Initially, KU received $497,000 to be utilised over 4 years as part of the Federal Government's 'Stronger Families and Communities - Invest to Grow' strategy to establish and evaluate the Early Language and Literacy Initiative in two of KU's South West Sydney preschools that catered for children seen to be educationally at-risk.

Following this initial period KU ELLI has received additional funding which has enabled this Project to be replicated in a third preschool in Western Sydney, to establish a KU ELLI Special Interest Group (SIG) for staff employed across the full range of KU Children's Services; to disseminate information about this Project within the broader national and international Early Childhood community and more recently, in line with the funding body's shift in priorities, to adapt the Project to an Early Language and Literacy Family Support Program.

Why is KU ELLI important?

Development in language and early literacy learning has been shown by Snow and by Dickinsen to be an inherently social experience - an interactive process by which a child makes their own meaning of the sounds, words, reading and writing that they experience. In the context of the family it is a process that is influenced by the nature of the child's family and their cultural and ethnic background.

When the KU ELLI Project began it was specifically aimed at areas of Sydney where there were particular concerns about the literacy levels of children entering school. These were also areas where a significant number of children had been identified as having speech and language delays/disorders/disabilities.
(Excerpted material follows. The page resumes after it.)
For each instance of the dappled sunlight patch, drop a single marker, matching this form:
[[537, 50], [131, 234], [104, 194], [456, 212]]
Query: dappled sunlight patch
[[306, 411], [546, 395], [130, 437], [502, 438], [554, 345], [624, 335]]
We are now extending the work we have undertaken within these centres to involve the families more deeply in an Early Language and Literacy Family Support Program.

With the advent of the Special Interest Group KU ELLI is now targeting children from many different socio-economic and cultural groups within KU centres including indigenous children and children from non-English speaking backgrounds, as well as infants aged from birth to two years.
As the Project continues to develop we are refining our knowledge of how best to serve the full range of children enrolled in the many KU Children's Services, their families and the staff so that we are able to offer programs rich in early language and literacy experiences.

How is the KU ELLI project implemented?

The KU ELLI project provides centre staff with in-service opportunities to learn about industry-leading practices in the development of language and literacy. This knowledge is then used to develop centre programs that meet the needs of children within the local community.

The project also works closely with families to assist them in better understanding the language and literacy needs of their child/ren. This is achieved by providing families with opportunities for interactive learning experiences as part of the centres' programs and through access to the support of a Speech and Language Pathologist, a Literacy Support Specialist or Family Literacy Support Specialist.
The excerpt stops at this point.